O's seek reversal like that of the A's

They look across field and see playoffs in reach

August 16, 2005|By Jeff Zrebiec | Jeff Zrebiec,SUN STAFF

OAKLAND, CALIF. — Late Orioles game: Last night's game between the Orioles and Athletics in Oakland, Calif., ended too late to be included in this edition. A complete report can be found in later editions or on the Internet at www. baltimoresun.com.

OAKLAND, Calif. - The Orioles still talk about making the playoffs as if it's a distinct possibility, no matter that the standings tell a different story. The Orioles entered last night 12 games back in the American League East and 10 games out in the wild-card picture.

But as several of the Orioles point out, bigger turnarounds have happened, and to prove their point, they stared across the diamond at McAfee Coliseum and stated the case of their opponent for three days this week, the Oakland Athletics.

On May 29, the A's had just dropped their eighth straight game and fell to 17-32. At that time, the Orioles were enjoying a stretch of 62 games in first place, unaware of how the fates of the two ballclubs would change in such a short span.

When Oakland took the field last night behind ace left-hander Barry Zito, it was only a game behind the Los Angeles Angels in the American League West and two games up on the New York Yankees in the wild-card race. They were 67-50, a 32-game turnaround from May 29.

"Yeah, there's the A's and Philly was going to be sellers at the trade deadline and now they are a half game out [of the wild card] at this point," said the Orioles' Jay Gibbons. "You just never know in this game. We're not going to give up. Obviously, we're realistic about the position we're in, but we can throw 10 together and we're right back in it. "

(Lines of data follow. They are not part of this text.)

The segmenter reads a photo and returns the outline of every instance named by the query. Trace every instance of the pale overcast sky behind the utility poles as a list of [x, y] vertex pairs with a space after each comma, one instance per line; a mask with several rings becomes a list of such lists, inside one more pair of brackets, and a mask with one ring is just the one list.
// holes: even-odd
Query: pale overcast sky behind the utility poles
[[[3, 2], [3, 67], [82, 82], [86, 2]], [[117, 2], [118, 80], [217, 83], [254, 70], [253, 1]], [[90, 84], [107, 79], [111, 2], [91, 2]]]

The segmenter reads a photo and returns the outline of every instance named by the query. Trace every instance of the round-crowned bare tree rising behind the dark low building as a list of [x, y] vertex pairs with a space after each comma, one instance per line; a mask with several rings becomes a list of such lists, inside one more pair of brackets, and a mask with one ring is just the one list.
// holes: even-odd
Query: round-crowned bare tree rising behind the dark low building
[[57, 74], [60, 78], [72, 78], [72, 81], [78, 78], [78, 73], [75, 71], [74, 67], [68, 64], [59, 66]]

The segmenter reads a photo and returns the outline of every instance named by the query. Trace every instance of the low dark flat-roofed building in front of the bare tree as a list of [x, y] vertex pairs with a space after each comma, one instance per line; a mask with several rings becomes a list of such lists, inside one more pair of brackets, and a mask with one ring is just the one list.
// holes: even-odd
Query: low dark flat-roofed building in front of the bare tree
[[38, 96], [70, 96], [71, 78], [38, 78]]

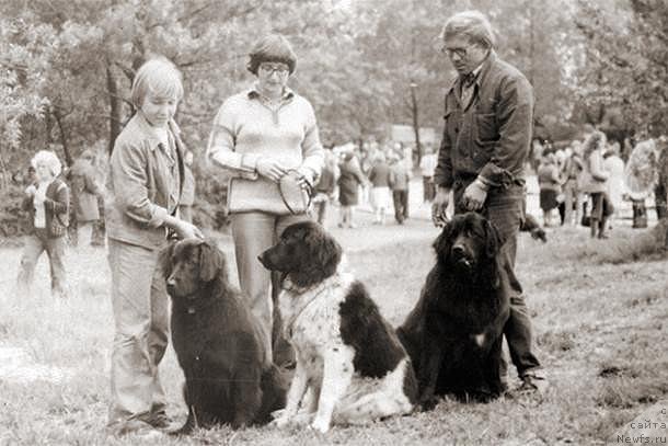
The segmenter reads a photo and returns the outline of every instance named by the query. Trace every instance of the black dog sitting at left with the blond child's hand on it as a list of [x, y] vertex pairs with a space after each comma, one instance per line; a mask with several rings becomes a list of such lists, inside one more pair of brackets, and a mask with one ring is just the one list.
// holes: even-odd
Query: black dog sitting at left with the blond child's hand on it
[[224, 254], [211, 242], [186, 239], [163, 252], [163, 268], [188, 408], [174, 434], [269, 422], [285, 405], [287, 382], [268, 359], [258, 320], [228, 282]]

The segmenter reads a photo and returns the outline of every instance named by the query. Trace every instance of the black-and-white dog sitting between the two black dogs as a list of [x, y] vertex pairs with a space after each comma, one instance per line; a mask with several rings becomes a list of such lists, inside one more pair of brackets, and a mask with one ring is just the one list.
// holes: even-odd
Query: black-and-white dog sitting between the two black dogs
[[[312, 221], [289, 226], [260, 255], [266, 268], [281, 273], [279, 306], [297, 356], [286, 409], [274, 421], [279, 427], [310, 423], [324, 433], [332, 423], [406, 414], [416, 402], [405, 350], [341, 260], [338, 242]], [[308, 407], [299, 412], [302, 399]]]

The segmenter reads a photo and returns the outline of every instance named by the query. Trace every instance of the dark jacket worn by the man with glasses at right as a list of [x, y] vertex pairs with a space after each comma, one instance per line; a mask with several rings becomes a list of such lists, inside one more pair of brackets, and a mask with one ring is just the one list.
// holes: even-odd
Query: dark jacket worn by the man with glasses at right
[[460, 101], [461, 78], [446, 94], [446, 122], [434, 181], [446, 187], [476, 176], [492, 187], [521, 184], [533, 125], [531, 84], [492, 50], [474, 89], [465, 108]]

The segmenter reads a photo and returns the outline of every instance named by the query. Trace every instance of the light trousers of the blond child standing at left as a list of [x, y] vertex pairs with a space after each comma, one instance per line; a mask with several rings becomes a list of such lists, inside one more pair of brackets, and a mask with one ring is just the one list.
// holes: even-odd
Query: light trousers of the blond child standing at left
[[146, 421], [166, 405], [158, 365], [168, 346], [170, 321], [158, 256], [157, 250], [108, 240], [116, 329], [108, 425], [115, 428], [130, 420]]

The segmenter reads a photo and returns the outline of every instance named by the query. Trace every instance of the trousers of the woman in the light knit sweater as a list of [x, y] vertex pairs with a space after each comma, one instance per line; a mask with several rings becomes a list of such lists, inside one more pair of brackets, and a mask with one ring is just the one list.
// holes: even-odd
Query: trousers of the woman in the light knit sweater
[[265, 346], [272, 359], [274, 359], [272, 355], [272, 333], [274, 333], [272, 273], [260, 263], [257, 256], [274, 245], [288, 226], [309, 219], [307, 214], [281, 216], [253, 211], [231, 215], [239, 286], [253, 315], [262, 322]]

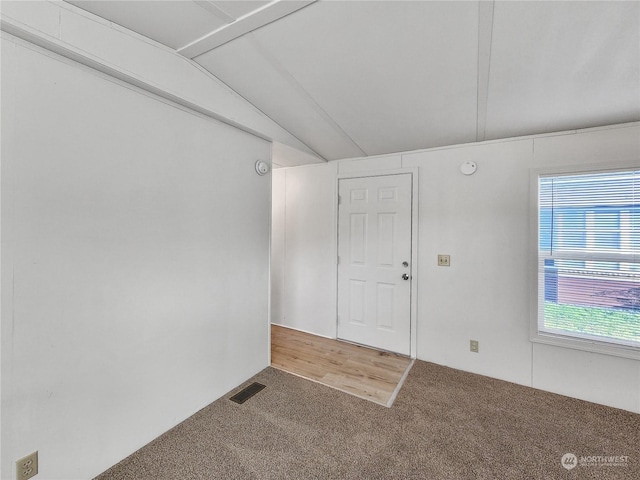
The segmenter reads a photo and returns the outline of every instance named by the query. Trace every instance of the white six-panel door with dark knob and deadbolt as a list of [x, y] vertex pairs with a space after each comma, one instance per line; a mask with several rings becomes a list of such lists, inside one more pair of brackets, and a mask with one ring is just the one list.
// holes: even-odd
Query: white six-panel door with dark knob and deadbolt
[[411, 174], [338, 190], [338, 338], [409, 355]]

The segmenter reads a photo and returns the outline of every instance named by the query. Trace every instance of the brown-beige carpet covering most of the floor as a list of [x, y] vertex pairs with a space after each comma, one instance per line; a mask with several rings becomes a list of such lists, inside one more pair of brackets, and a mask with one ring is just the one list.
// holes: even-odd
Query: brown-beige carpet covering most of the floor
[[[228, 400], [253, 381], [266, 388]], [[237, 390], [97, 478], [640, 478], [640, 415], [431, 363], [391, 408], [272, 368]], [[628, 458], [567, 470], [566, 453]]]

According to Orioles second baseman Brian Roberts, it needs to happen now.

"You look at the A's and you see that [a turnaround can happen], but we have to pick it up really quick," he said. "Yeah, there's time, but there's also a sense of urgency. We know that. We don't have time to waste anymore."

Over their final 45 games, which starts with three games in Oakland and then three more on the road against wild-card hopeful Cleveland, the Orioles will play only three teams for a total of nine games who are not in the playoff picture.

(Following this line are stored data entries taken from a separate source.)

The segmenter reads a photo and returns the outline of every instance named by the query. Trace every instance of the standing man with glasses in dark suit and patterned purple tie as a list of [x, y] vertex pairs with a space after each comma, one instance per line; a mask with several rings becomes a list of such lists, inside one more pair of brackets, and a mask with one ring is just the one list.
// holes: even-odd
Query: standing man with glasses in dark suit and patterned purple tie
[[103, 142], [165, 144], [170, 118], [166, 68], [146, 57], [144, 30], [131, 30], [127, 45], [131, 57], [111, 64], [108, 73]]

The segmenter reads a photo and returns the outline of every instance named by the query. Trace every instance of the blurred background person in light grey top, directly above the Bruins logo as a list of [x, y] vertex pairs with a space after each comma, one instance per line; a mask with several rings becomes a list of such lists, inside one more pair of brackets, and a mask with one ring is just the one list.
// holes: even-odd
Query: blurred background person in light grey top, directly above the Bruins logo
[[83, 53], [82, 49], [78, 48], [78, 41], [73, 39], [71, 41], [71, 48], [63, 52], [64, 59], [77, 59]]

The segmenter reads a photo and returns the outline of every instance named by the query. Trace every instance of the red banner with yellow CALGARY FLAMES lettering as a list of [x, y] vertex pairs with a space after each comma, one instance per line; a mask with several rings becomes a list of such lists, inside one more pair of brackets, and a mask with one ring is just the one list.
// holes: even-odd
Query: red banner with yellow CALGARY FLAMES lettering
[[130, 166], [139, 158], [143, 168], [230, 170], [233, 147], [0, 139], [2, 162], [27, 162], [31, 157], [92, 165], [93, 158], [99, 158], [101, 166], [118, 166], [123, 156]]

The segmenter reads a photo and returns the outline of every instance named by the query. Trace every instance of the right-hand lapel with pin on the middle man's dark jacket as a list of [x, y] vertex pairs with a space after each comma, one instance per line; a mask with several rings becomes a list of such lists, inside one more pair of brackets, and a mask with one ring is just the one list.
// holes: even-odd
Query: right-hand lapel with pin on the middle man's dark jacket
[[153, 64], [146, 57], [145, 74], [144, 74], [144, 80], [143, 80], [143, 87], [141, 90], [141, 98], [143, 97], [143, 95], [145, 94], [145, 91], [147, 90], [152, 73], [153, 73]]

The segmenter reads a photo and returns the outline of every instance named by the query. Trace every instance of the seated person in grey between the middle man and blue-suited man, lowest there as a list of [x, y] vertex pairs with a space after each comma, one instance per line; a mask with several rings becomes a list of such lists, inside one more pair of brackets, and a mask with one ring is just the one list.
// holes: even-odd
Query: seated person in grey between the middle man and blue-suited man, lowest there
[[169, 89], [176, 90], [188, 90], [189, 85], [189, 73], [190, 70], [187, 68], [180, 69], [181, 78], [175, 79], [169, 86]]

Meanwhile, they face the Angels three times, the A's four more games after this series, and division foes Boston and New York a combined 13 more times.

"I think we all realize how tough it will be," said utility man Chris Gomez. "I think just getting to .500 should be goal No. 1, I guess. We're under .500 right now, so talking about playoffs is a little premature. Once you get above .500, I guess you can start looking at that."

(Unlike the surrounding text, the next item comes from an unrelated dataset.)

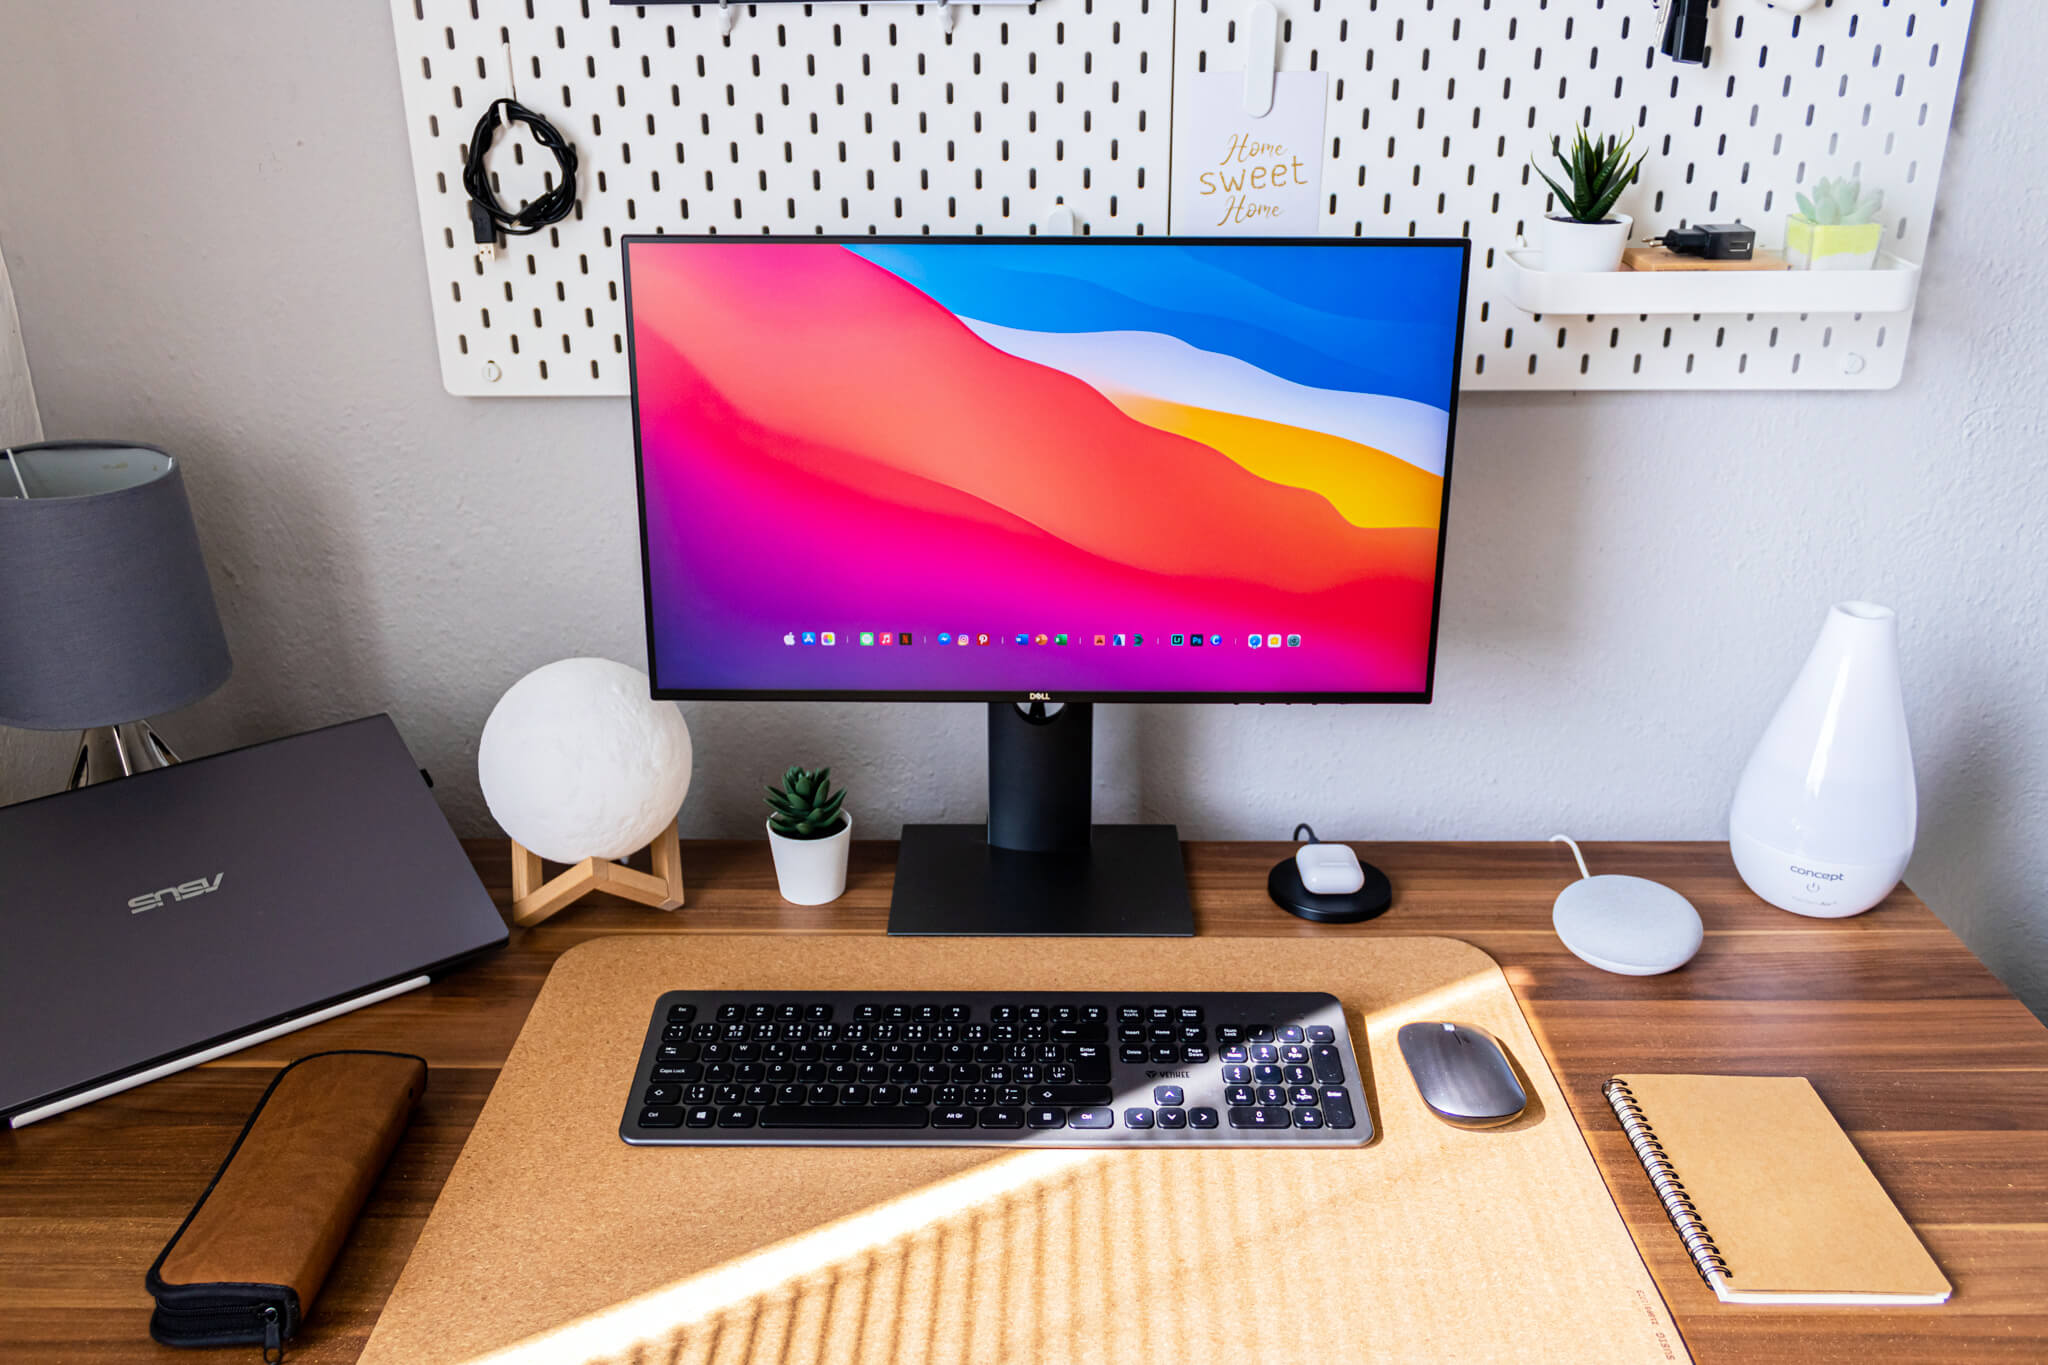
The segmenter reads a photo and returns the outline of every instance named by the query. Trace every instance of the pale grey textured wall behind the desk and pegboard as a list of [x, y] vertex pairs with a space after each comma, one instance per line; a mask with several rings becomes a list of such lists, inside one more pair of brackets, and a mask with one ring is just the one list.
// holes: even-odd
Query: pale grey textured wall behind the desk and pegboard
[[[524, 669], [643, 663], [623, 401], [440, 391], [381, 4], [12, 4], [0, 239], [53, 436], [188, 460], [236, 679], [199, 749], [389, 708], [485, 829], [475, 737]], [[2048, 1009], [2048, 10], [1980, 0], [1905, 383], [1468, 399], [1440, 702], [1112, 708], [1106, 817], [1194, 837], [1722, 835], [1837, 598], [1903, 616], [1911, 882]], [[831, 761], [862, 827], [973, 819], [971, 706], [690, 708], [690, 833]], [[4, 763], [4, 753], [0, 753]], [[55, 774], [14, 763], [25, 794]]]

It's an interesting scenario for the Orioles, one they insist that they are happy about. While there are very few opportunities to beat up on downtrodden teams, there are plenty of chances to beat teams ahead of them in the standings.

"We need a little help obviously and we need to get hot, but we're not out of it yet," Gibbons said. "We play Boston and New York a lot. The only way to make up ground is to beat the teams ahead of us. It's not a bad thing. If we lose, we lose. This gives us an opportunity."

As Roberts put it, at the very least, the Orioles control their own destiny.

"If you are playing all the teams that aren't in it, then you have to wait for other teams to beat up on the teams that are ahead of you," reasoned Roberts. "That's the good thing. Any time you beat someone ahead of you, you pick up a game in a hurry. Even though there's not that many games left, with that in our corner, it helps a little bit."

In other words, there is still some hope, even though it fades seemingly with every loss. The A's know the feeling.

When they were 15 games back in late May, the A's were given little chance by anyone. Manager Ken Macha was supposed to be on the way out, the first skipper to be handed his pink slip this season.

General manager Billy Beane - he of Moneyball fame - was no longer such a genius. His decision to trade Mark Mulder and Tim Hudson, two of the team's three aces along with Zito, appeared to be a foolish one, as the A's stable of young arms didn't appear to be ready for a prime-time role.

Now, all that is a thing of the past. The Orioles are hoping for a similar turnaround, but they know it won't be easy. They also know, from studying Oakland, that it will all start with pitching.

"We do know that club has outstanding pitching over there," said Orioles interim manager Sam Perlozzo. "It's a pretty well-balanced ballclub. But you can't do what they do without having all that pitching. I think that's really their strongest asset.When you run out good pitching every day like they do, you are keeping yourself in the game. I think that's the only way you can run streaks out."